Transparent Processing

EngAIge provides a real-time reasoning timeline that surfaces processing steps, tools invoked, and workflow execution phases as they happen. This is powered by an EventManager that pushes named checkpoints to the frontend via SignalR as each step completes.

A structured effects system drives UI rendering: agent responses carry typed effect payloads (campaign suggestions, data tables, navigation actions, deep analysis results, etc.) serialised as polymorphic JSON. The frontend renders each effect type through a dedicated component — ensuring the display is always structured and traceable, never free-form.

Observability & Tracing

All agent interactions are fully traced through OpenTelemetry with LangFuse integration.

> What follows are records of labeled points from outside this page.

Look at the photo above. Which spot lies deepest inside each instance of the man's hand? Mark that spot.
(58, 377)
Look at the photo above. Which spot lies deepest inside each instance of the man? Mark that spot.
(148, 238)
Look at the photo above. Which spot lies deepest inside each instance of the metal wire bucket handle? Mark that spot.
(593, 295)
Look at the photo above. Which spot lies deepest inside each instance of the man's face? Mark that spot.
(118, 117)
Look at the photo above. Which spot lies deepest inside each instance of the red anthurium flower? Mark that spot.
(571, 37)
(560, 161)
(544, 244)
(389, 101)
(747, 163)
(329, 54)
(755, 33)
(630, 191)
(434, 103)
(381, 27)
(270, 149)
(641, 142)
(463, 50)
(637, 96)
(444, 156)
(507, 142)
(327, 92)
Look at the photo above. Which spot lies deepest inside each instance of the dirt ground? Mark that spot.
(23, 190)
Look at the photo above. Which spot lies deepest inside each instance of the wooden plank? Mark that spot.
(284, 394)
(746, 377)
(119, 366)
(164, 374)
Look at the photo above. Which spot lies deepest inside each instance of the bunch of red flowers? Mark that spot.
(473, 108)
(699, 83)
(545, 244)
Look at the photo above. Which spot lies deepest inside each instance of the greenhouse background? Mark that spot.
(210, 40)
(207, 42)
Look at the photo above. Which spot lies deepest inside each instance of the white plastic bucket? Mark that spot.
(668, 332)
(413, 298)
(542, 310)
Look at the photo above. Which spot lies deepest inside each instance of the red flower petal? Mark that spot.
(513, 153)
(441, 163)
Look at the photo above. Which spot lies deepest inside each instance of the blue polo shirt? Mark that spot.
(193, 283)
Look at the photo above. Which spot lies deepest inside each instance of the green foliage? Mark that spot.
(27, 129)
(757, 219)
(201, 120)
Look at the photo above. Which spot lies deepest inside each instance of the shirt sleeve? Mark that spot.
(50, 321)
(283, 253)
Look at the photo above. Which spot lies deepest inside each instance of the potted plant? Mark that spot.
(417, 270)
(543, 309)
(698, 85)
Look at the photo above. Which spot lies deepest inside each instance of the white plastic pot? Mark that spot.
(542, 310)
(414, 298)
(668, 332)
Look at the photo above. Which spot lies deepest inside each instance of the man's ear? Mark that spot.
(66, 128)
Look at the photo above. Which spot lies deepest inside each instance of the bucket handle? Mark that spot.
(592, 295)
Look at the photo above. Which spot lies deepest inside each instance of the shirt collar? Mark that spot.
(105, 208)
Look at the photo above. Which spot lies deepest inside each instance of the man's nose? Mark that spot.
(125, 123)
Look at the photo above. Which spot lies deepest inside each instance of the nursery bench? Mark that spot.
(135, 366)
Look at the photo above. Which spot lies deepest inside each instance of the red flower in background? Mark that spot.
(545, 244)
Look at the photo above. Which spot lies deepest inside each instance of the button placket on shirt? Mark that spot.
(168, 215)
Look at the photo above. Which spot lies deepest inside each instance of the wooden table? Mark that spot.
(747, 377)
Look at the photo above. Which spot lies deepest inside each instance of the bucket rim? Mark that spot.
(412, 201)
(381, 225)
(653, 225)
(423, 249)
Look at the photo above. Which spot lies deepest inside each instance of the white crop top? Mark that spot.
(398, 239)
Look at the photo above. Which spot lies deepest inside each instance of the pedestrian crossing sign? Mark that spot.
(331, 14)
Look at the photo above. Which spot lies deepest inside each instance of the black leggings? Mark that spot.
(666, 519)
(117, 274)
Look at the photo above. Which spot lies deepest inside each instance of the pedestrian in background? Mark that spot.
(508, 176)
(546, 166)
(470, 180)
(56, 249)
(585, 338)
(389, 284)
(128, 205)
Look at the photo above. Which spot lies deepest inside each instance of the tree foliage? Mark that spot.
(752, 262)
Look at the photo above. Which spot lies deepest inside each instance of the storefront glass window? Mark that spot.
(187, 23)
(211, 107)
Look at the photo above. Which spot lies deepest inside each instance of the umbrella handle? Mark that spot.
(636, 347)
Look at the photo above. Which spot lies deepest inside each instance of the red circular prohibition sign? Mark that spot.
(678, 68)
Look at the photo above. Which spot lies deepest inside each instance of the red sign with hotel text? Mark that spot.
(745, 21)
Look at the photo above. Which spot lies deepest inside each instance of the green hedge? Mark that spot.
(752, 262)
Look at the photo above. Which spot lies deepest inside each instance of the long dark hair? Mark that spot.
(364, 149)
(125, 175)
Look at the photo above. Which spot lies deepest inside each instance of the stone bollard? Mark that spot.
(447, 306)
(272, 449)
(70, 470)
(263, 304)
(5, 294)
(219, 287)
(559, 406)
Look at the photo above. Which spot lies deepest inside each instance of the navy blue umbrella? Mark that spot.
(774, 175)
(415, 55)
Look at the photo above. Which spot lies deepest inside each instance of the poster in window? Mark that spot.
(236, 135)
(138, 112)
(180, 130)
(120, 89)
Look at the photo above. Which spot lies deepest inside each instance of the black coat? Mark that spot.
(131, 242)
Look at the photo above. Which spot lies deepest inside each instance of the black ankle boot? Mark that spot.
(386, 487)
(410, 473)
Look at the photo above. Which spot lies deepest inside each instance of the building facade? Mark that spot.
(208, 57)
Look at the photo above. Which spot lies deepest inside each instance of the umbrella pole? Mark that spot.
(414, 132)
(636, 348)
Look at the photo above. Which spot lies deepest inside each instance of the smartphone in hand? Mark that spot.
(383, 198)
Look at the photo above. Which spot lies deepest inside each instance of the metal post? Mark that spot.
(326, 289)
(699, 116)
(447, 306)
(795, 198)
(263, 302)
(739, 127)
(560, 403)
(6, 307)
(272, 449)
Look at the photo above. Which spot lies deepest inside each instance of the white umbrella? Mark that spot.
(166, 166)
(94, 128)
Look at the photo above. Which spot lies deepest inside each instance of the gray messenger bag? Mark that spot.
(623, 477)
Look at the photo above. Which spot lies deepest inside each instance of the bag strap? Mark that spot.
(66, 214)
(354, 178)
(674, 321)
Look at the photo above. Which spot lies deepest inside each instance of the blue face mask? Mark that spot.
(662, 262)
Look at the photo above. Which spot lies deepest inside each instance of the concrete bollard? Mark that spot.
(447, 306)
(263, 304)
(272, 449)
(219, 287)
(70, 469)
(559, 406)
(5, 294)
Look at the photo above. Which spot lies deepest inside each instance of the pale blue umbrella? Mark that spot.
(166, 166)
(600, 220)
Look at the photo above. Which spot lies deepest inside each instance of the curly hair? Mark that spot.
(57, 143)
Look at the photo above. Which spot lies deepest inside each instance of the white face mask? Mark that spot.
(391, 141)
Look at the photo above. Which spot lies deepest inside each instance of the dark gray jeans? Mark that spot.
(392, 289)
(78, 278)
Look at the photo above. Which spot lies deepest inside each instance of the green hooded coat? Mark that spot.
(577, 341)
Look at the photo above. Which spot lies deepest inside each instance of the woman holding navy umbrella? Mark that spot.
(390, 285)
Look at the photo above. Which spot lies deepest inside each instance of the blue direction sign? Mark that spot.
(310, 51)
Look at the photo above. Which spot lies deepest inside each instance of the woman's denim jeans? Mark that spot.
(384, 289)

Every request captures:

  • Token usage and model latency
  • Full prompt and completion content (with sensitive data tracing enabled in development)
  • Agent identity, user identity, organisation context, and session thread ID
  • Custom metadata including customer code, organisation name, and CUID

This provides complete audit trails for every insight generated, covering both the reasoning process and the data accessed.

Secure Infrastructure

The system uses:

  • Streaming responses via SignalR for secure real-time agent interaction and live event push
  • Distributed cache-backed conversation threads with a 1-hour sliding expiration window — the cache is the authoritative source for active conversation state
  • Query deduplication logic to prevent redundant execution within a session
  • Strict application-layer enforcement of read-only data operations at every entry point in the Data Explorer service

EngAIge V2 fully replaces the legacy Intelligence V1 module (which was built on Semantic Kernel) with a hardened Microsoft Agent Framework implementation designed for scalability, auditability, and reliability.

Data Isolation & Organisational Context

EngAIge operates exclusively within the context of your specific organisation. It does not access cross-client data and does not train on your proprietary information. All insights are generated dynamically from your live CDP instance using your schema at the time of the request.

Localisation logic — including language and geography detection — is applied based on your configured organisation settings, ensuring contextual alignment without external data exposure.

Summary

EngAIge combines conversational AI with a secure, validated data execution layer. Its architecture enforces application-level read-only access, schema-grounded query generation, row and complexity limits, query deduplication, and agent-level responsibility separation — ensuring that every insight is accurate, traceable, and generated from your own data environment.